Over time, compilers may acquire or retain the ability to "tune" a program for different processor implementations. For example, the HP-UX compilers recognize the +DS option to schedule machine instructions to run best on the original Itanium processor (+DSitanium) or the Itanium 2 processor (+DSitanium2 and/or +DSmckinley), or to run indifferently well on any implementation (+DSblended). The bias of the latter blended option may favor more recent implementations. Thus a later release of a compiler may not produce exactly the same tuning with +DSblended as an earlier release.

13.4.3 New Instructions or More Registers

An architecture that enjoys a long lifetime will very likely experience at least one extension through the addition of new instructions, or sometimes through the addition of new hardware such as more registers (e.g., additional register windows for SPARC).

Either critiques of the architecture or research demonstrating performance advantages can stimulate the consideration of extensions. Both factors influenced the introduction of load and store instructions for byte- and word-length data into the Alpha architecture, which could originally load and store only 32- or 64-bit quantities.
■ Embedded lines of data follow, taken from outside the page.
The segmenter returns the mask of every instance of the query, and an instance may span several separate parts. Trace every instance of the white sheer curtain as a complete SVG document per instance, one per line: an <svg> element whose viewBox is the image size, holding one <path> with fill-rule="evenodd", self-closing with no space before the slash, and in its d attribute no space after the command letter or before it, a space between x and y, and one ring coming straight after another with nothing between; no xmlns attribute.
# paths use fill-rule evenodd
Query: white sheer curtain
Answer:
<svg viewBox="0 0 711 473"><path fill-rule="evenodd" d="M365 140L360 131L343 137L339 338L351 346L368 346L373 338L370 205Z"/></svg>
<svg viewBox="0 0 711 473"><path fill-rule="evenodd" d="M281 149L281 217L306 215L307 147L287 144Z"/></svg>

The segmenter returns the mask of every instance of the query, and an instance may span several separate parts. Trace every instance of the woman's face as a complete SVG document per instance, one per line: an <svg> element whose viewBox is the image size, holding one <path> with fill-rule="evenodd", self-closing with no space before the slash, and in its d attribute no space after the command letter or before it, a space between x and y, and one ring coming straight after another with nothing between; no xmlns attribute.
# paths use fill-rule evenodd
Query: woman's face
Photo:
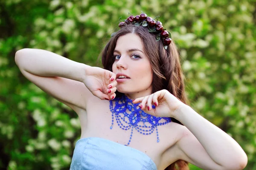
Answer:
<svg viewBox="0 0 256 170"><path fill-rule="evenodd" d="M153 72L140 37L131 33L120 37L113 56L115 61L112 70L116 74L117 91L132 98L150 95ZM119 78L120 73L125 75L128 78Z"/></svg>

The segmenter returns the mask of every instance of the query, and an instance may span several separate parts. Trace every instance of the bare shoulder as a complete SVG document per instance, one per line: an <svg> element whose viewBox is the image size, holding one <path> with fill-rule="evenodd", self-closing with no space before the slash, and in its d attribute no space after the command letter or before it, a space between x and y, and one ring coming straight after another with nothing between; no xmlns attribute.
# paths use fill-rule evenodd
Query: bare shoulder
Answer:
<svg viewBox="0 0 256 170"><path fill-rule="evenodd" d="M179 159L180 150L177 143L183 136L187 129L184 126L173 122L167 125L164 133L168 144L161 159L163 169Z"/></svg>

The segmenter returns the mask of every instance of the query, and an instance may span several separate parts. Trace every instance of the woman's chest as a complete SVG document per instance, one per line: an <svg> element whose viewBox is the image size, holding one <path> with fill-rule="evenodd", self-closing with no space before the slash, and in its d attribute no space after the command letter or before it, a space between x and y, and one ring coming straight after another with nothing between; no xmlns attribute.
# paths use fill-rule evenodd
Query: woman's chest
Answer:
<svg viewBox="0 0 256 170"><path fill-rule="evenodd" d="M177 141L177 132L172 129L171 123L157 126L148 121L133 123L134 118L116 115L106 101L87 107L87 126L81 127L81 138L99 137L128 145L146 154L158 167L163 153Z"/></svg>

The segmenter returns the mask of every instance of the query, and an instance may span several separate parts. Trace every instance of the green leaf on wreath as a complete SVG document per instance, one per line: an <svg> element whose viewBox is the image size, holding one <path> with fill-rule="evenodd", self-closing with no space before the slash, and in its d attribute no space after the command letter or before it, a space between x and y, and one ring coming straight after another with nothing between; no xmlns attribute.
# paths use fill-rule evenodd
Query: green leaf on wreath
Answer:
<svg viewBox="0 0 256 170"><path fill-rule="evenodd" d="M158 41L159 40L161 39L161 35L160 34L157 34L157 41Z"/></svg>
<svg viewBox="0 0 256 170"><path fill-rule="evenodd" d="M141 22L136 22L134 23L134 26L139 26L141 24Z"/></svg>
<svg viewBox="0 0 256 170"><path fill-rule="evenodd" d="M111 34L111 37L113 37L113 36L115 36L115 35L116 34L116 32L113 32L113 33L112 33L112 34Z"/></svg>
<svg viewBox="0 0 256 170"><path fill-rule="evenodd" d="M168 32L168 34L169 34L169 37L172 39L172 34L171 34L171 32L169 32L169 31L167 31L167 32Z"/></svg>
<svg viewBox="0 0 256 170"><path fill-rule="evenodd" d="M146 21L145 20L143 21L143 22L142 23L142 26L148 26L148 23L147 23L147 21Z"/></svg>

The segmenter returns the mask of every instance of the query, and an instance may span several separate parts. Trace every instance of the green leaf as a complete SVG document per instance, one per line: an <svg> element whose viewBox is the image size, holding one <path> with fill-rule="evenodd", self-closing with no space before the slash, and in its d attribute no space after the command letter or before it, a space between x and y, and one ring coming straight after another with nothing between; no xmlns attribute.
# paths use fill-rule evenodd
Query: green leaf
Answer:
<svg viewBox="0 0 256 170"><path fill-rule="evenodd" d="M115 35L116 34L116 32L113 32L113 33L112 33L111 34L111 37L113 37L113 36L115 36Z"/></svg>
<svg viewBox="0 0 256 170"><path fill-rule="evenodd" d="M168 32L168 34L169 34L169 37L171 38L171 39L172 39L172 34L171 34L171 32L169 32L168 31L167 32Z"/></svg>
<svg viewBox="0 0 256 170"><path fill-rule="evenodd" d="M142 23L142 26L148 26L148 23L147 23L147 21L146 21L145 20L143 21L143 22Z"/></svg>
<svg viewBox="0 0 256 170"><path fill-rule="evenodd" d="M157 18L157 20L158 20L158 19L159 19L160 17L160 16L157 16L155 17L155 18L154 19L153 19L153 20L155 20L155 19L156 19L156 18Z"/></svg>
<svg viewBox="0 0 256 170"><path fill-rule="evenodd" d="M134 26L139 26L140 25L140 24L141 24L142 23L142 22L141 22L141 21L136 22L134 23Z"/></svg>
<svg viewBox="0 0 256 170"><path fill-rule="evenodd" d="M150 30L151 32L154 32L156 31L156 29L154 27L153 27L153 28L148 27L148 29Z"/></svg>
<svg viewBox="0 0 256 170"><path fill-rule="evenodd" d="M160 35L160 33L159 33L159 34L157 34L157 41L158 41L160 39L161 39L161 35Z"/></svg>

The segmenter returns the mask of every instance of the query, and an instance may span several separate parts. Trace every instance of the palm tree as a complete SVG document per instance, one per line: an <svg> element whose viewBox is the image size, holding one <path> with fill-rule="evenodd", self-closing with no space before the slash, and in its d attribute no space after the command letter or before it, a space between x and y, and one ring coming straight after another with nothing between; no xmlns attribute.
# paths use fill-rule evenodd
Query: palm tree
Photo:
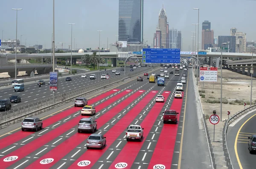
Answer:
<svg viewBox="0 0 256 169"><path fill-rule="evenodd" d="M93 63L93 69L95 69L96 63L99 62L99 58L97 56L97 52L93 52L90 56L90 62Z"/></svg>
Software and firmware changes then permitted older Alpha systems to recognize the new opcodes as exceptions and complete the requested load and store operations through emulation, though not as efficiently as the inline instruction sequences formerly recommended.
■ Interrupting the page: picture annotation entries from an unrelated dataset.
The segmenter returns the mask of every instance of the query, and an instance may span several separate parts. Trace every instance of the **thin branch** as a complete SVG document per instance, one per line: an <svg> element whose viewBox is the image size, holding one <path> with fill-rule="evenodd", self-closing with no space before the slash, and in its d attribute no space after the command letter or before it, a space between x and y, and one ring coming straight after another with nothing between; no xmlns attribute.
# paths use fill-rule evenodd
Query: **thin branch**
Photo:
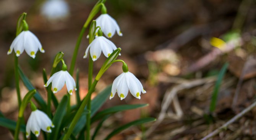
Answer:
<svg viewBox="0 0 256 140"><path fill-rule="evenodd" d="M235 121L237 120L238 119L243 116L246 113L250 111L256 106L256 101L254 102L251 105L250 105L250 106L248 106L247 108L244 109L243 110L242 112L239 113L237 115L235 116L234 117L232 118L232 119L230 119L227 122L226 122L225 124L223 125L220 127L219 127L217 129L215 130L214 131L210 133L209 134L205 137L204 138L202 138L201 140L206 140L208 138L217 134L219 132L221 131L222 130L225 129L229 125L232 124L232 123L234 122L235 122Z"/></svg>

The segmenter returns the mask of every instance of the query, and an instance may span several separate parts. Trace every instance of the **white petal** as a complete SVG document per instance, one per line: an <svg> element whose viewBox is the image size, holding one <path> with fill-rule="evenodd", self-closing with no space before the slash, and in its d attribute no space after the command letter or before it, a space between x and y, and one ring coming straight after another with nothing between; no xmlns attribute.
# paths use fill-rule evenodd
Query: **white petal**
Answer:
<svg viewBox="0 0 256 140"><path fill-rule="evenodd" d="M48 81L47 81L47 82L46 82L46 84L44 85L44 87L47 87L49 85L49 84L52 81L52 80L53 80L54 79L54 77L58 75L58 74L59 73L60 71L57 72L55 74L54 74L52 76L51 76L50 78L49 78L49 80L48 80Z"/></svg>
<svg viewBox="0 0 256 140"><path fill-rule="evenodd" d="M92 41L93 42L93 41ZM90 44L89 44L89 45L87 47L87 48L86 48L86 50L85 50L85 53L84 53L84 56L83 58L85 58L87 57L87 56L88 55L88 51L89 50L89 48L90 48L90 47L91 46L92 43L92 42Z"/></svg>
<svg viewBox="0 0 256 140"><path fill-rule="evenodd" d="M31 32L29 31L25 32L24 35L25 51L28 55L34 58L38 50L37 43L34 40L34 37L31 34Z"/></svg>
<svg viewBox="0 0 256 140"><path fill-rule="evenodd" d="M66 71L66 72L65 74L66 85L68 89L68 92L70 94L72 95L72 92L74 89L74 87L76 86L75 85L74 85L74 82L73 82L73 81L75 82L75 80L74 80L74 79L70 76L68 72Z"/></svg>
<svg viewBox="0 0 256 140"><path fill-rule="evenodd" d="M120 97L121 100L122 100L126 97L128 94L129 89L126 83L125 76L124 74L123 77L120 78L120 82L117 85L117 94Z"/></svg>
<svg viewBox="0 0 256 140"><path fill-rule="evenodd" d="M129 72L126 72L125 76L126 77L126 82L131 93L134 97L140 99L141 87L139 83L138 83L138 81L136 80L137 79L137 78L133 74ZM139 81L139 82L140 83Z"/></svg>
<svg viewBox="0 0 256 140"><path fill-rule="evenodd" d="M62 89L65 84L65 77L63 74L64 72L64 71L60 71L59 73L54 77L54 79L52 82L52 88L53 89L53 92L54 93Z"/></svg>
<svg viewBox="0 0 256 140"><path fill-rule="evenodd" d="M24 43L26 41L25 40L25 31L22 31L17 36L15 40L17 40L13 44L13 48L14 51L16 54L17 56L19 56L23 53L24 51Z"/></svg>
<svg viewBox="0 0 256 140"><path fill-rule="evenodd" d="M100 56L102 42L97 37L94 40L94 43L90 48L90 54L93 61L96 60Z"/></svg>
Other extensions, such as the multimedia or motion video extensions in most current architectures, process data rapidly as vectors and encode and/or decode compressed video formats using the main processor instead of requiring add-in cards in systems supporting graphic-intensive applications. Hewlett-Packard introduced MAX-2 instructions into the PA-RISC architecture, while Intel Corporation introduced multimedia extensions (some 57 MMX™ instructions) into later implementations of the IA-32 architecture. Similarly, Sun Microsystems introduced VIS instructions into later implementations of the UltraSparc™ processors, MIPS introduced MDMX™ extensions into its processors using the MIPS V™ architecture, and Motorola introduced AltiVec™ instructions into later implementations of the PowerPC processors. Some sets of such added instructions have been quite extensive.

Sometimes it is not widely appreciated that the appearance of new instructions or more registers cannot benefit application software at all without recompiling the application using a compiler that is aware of those new features. We mentioned a demonstration, in magnetic resonance imaging (Section 12.4), of overcoming through inline assembly (see Appendix F) the inability of unenhanced compilers to provide access to multimedia instructions.

The Internet Streaming SIMD Extensions (SSE) added to the IA-32 architecture not only increase the repertoire of machine instructions, but also introduce eight new 128-bit registers in processors conforming to the architectural extension. Although it is unusual to add programmer-visible registers to an established architecture, Thakkar and Huff comment that IA-32 was an "already register-starved" architecture.

Quite obviously new instructions or registers do little good unless compilers actually use them, since otherwise their benefit would be restricted to a limited set of hand-tuned assembly language routines. Thus, over time, some kinds of architectural extensions should probably also result in new capabilities being added to the major high-level languages themselves, in some architecture-independent manner.